Iowa brewing titan Mathias (Matthew) Tschirgi was born in Heilig Kreuz, St. Gallen Switzerland. His father was a brewer and with his guidance Mathias learned his father's trade.
At age 21 Tschirgi boarded the steamer Howard in Rotterdam, Holland and made his way to the United States. He arrived at the port of New Orleans on the 15th of November 1845. From there he journed up the Mississippi River to the town of St. Louis, Missouri, found work in the Washington Brewery and became aquainted with American ways. Here he met Joseph Anton Gehrig, a fellow Swiss immigrant brewer 27 years his senior. Despite a difference in age of more than a generation, the two became friends.
Tschirgi and Gehrig soon set their sights on Dubuque, Iowa, and after only two months of obtaining his position at the Washington, Tschirgi headed once again up the Mississippi for the 350 mile journey into the Iowa Territory. Iowa at this time was in the process of becoming a state, and Dubuque, with its lead deposits and situation on the Mississippi, promised to become a boomtown.
Tschirgi and Gehrig landed in Dubuque in the spring of 1846 and the two set up a brewery on Couler and Eagle Point Streets. As it turns out this was the first business of its kind in the entire state. When Gehrig died at the end of August, Tschirgi wrote to Gehrig's daughter Katharina and her fiancee Anton Heeb. Along with the horrible news was a plea for help in the brewery.
Katharina and Anton were due to get married in November and they had their hands full taking care of his two children from his previous wives, the last of whom died earlier that year. He wrote back saying he needed some time to get his business closed in St. Louis before he could join Tschirgi in Dubuque.
Meanwhile, Tschirgi persevered. According to Biographies and Portraits of the Progressive Men of Iowa, Sales were slow due to competition from a more established brewery across the river in Galena, Illinois. Tschirgi, lacking equipment and resources, ground his grain in a coffee mill and distributed his product to customers by wheelbarrow. Eventually sales along the river grew, but Tschirgi later admitted, "I became despondent and wanted to return to the old country, but could not get my money out of the brewery so I remained."

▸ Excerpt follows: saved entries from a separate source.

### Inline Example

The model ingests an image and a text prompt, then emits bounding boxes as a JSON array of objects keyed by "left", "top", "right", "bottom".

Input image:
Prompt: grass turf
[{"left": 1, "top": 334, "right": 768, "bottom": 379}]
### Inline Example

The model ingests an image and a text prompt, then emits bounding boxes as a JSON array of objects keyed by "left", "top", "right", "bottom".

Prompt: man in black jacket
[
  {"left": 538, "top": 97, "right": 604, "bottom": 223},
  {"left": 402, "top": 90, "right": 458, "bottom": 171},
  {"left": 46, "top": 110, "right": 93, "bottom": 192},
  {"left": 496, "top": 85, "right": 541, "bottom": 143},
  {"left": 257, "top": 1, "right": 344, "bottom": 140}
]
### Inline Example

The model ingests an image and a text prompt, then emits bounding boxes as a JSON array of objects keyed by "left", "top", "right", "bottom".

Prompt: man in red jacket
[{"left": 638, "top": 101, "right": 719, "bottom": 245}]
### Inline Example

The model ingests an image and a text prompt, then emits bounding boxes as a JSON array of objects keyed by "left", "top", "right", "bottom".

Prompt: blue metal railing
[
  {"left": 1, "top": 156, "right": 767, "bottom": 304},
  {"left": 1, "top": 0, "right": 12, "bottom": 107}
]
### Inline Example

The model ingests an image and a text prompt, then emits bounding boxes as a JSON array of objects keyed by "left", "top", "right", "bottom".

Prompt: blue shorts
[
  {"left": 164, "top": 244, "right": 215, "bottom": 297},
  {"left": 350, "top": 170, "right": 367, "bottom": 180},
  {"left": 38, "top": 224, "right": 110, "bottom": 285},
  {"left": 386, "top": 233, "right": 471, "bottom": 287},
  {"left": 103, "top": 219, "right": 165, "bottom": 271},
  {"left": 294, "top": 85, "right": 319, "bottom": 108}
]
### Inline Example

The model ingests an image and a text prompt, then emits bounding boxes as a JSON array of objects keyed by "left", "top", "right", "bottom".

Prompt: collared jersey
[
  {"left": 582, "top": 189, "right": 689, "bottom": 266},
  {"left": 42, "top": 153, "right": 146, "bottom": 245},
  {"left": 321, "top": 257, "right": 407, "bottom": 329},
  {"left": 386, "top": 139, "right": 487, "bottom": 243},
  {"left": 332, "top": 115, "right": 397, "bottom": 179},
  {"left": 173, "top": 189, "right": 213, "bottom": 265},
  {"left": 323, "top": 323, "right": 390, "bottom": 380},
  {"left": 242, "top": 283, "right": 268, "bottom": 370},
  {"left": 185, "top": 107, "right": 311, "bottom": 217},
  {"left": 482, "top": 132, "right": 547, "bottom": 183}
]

Heeb eventually arrived in Dubuque. Heeb was a newlywed, a family man, and at age 37 years had a lifetime of experience on the 24 year old bachelor, Tschirgi. Nonetheless, Heeb became junior partner to Tschirgi. The brewery was Christened the Dubuque Brewing and Malting Company.

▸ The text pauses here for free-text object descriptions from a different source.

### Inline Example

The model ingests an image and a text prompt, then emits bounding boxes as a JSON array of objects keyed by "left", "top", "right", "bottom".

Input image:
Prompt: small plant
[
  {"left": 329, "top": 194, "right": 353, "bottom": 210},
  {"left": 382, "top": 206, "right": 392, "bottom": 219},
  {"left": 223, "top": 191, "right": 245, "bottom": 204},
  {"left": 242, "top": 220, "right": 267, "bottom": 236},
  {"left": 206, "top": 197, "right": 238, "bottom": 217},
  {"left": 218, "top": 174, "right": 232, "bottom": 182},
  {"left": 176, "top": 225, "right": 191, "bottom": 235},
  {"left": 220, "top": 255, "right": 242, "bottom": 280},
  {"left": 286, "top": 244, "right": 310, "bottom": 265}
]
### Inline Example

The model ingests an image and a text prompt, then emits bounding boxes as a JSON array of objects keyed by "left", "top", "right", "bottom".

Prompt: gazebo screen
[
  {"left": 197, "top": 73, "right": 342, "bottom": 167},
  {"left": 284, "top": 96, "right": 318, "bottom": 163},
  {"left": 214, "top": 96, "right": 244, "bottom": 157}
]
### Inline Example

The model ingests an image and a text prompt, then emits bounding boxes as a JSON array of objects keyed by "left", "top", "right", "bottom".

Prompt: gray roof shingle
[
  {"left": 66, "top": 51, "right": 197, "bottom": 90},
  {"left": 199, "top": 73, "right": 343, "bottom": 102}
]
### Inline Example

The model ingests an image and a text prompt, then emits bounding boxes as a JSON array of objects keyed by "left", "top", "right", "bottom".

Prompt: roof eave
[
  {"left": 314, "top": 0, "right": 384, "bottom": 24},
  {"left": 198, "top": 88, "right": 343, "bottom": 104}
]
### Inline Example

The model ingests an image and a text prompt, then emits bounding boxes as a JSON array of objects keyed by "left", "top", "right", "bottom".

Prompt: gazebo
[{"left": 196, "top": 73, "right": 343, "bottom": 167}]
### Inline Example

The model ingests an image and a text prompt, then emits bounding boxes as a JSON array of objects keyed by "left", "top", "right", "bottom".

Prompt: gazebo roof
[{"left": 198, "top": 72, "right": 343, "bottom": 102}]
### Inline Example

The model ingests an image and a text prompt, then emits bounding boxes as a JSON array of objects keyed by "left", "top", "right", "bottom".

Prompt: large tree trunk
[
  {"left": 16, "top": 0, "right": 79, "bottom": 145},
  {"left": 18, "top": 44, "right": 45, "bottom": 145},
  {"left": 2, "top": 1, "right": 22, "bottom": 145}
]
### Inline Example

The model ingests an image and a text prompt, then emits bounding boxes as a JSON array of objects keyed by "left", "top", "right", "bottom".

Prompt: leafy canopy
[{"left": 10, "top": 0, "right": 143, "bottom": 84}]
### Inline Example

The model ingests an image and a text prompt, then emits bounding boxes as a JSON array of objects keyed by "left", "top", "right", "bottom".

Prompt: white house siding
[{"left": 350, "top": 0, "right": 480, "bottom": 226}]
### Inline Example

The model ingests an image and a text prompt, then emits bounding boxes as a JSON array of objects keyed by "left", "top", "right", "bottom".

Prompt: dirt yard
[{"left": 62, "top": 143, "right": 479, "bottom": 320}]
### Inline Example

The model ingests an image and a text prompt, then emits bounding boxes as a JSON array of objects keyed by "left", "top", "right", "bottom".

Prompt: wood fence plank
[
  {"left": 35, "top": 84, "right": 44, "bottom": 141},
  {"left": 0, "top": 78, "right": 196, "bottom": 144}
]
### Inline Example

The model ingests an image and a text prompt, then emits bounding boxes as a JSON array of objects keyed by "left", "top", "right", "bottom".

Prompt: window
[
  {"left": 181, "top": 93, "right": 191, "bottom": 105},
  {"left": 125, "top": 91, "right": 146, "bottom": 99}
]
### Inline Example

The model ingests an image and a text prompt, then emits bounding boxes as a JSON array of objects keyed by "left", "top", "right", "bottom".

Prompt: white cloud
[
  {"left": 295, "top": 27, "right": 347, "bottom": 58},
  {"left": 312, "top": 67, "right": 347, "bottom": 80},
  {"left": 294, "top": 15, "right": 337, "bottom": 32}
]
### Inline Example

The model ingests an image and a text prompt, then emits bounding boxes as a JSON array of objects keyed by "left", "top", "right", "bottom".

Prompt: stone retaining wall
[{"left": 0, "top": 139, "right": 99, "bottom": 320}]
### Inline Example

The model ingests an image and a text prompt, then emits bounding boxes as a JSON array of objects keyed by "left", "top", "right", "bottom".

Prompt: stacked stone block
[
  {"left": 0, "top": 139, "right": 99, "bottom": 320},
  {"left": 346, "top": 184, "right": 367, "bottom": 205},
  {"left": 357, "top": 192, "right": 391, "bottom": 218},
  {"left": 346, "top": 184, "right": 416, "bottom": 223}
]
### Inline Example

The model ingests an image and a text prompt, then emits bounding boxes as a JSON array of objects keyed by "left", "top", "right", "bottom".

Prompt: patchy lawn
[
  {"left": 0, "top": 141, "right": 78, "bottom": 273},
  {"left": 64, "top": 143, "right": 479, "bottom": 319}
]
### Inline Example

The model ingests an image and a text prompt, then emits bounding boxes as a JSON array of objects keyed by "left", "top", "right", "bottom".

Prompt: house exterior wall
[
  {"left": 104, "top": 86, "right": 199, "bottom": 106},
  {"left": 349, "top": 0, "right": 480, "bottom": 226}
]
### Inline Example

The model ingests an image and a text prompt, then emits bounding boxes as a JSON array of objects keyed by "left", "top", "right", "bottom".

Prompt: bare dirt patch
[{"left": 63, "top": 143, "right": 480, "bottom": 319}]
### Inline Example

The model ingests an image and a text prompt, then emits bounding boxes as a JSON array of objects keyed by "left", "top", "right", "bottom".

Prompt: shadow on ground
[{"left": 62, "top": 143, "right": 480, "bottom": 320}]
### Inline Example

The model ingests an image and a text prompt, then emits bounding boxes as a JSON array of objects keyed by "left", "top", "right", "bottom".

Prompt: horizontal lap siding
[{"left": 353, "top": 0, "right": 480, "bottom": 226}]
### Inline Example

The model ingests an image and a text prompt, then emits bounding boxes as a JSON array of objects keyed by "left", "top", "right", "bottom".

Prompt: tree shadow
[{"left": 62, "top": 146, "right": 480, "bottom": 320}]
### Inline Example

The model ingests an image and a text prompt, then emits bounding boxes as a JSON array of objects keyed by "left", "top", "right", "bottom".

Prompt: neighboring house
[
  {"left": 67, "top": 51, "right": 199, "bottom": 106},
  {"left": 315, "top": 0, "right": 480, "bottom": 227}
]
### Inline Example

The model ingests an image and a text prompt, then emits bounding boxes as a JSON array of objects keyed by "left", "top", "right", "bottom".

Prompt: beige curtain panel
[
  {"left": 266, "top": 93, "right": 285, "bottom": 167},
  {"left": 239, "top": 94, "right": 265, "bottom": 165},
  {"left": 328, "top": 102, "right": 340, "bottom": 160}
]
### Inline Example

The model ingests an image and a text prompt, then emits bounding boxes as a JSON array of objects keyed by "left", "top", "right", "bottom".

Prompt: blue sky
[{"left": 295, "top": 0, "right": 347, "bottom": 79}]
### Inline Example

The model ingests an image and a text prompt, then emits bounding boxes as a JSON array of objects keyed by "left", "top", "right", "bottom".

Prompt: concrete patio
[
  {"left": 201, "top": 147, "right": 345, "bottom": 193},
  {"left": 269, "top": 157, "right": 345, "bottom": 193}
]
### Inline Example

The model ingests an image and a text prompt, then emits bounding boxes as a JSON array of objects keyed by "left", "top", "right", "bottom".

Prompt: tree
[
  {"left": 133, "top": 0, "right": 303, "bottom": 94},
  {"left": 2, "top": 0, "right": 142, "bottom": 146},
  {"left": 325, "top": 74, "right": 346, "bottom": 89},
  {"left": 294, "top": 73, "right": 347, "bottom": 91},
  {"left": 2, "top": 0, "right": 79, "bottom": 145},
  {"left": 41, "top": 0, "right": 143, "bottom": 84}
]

In 1848 Mathias Tschirgi married Miss Kathrina Zollicoffer. Their union produced 8 children. This was also the year Tschirgi claimed to have sold the first beer in Minnesota.
In 1850 Tschirgi left the Dubuque Brewing and Malting Company to Anton Heeb and set up a stand of his own on Main Street in town. After four years he sold out to Kurtz & Welder and built a new, larger faclity made of brick at the corner of Delhi and Julien. He found a new partner in John Schwind. The two named the brewery the Western, and ran it together until Schwind's death in 1881. Tschirgi leased the Western to Schwind's sons after that, then sold the business and retired in 1892.
Mattias Tschirgi died on November 11th, 1903, at 79 years of age. The Dubuque Brewing and Malting Company he founded had long ago eclipsed the Galena brewers in sales, but ultimately succumbed to growing Pohibition forces in the state and closed in 1896. His Western Brewery suffered the same fate, and also closed in 1896.